The federal government has already made some small, temporary improvements, allowing investors to change their portfolios twice this year, instead of the standard once, and adding computers to the list of permissible college-related expenses 529 money can be spent on tax-free. And many state officials are launching reforms to strengthen the safety of their college savings programs.
Oregon's attorney general has sued OppenheimerFunds, alleging the firm misled state overseers about the safety of its portfolio. The AG is asking Oppenheimer to make up for the losses. The state treasurer has also hired a new overseer to check out 529 investments and is preparing to hire a new firm to replace Oppenheimer. Oppenheimer says that it told state officials about the derivatives and that no one could have predicted the collapse of the market.
The director of Alabama's college savings program says the state is about to re-evaluate the fund's investment mix and has stopped accepting new investors. She declined to comment on the lawsuit filed by McLeroy.

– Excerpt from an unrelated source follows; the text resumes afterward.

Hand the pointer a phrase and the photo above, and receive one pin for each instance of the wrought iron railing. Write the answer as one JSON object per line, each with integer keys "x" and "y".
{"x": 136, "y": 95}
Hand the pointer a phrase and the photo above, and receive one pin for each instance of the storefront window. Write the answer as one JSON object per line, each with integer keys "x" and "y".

Andrea Feirstein, a consultant to 529 plans, says that many other states are boosting the safety of their investments. At least six states, for example, now offer FDIC-insured savings options. Two, Utah and Wisconsin, launched new guaranteed opportunities in the last year.
But, Feirstein added, the losses of the last year should also spur investors to take actions of their own, by, for example, researching the asset allocation of age-based 529 portfolios. "Buyers have to do their homework. Those are the lessons we've learned," she says.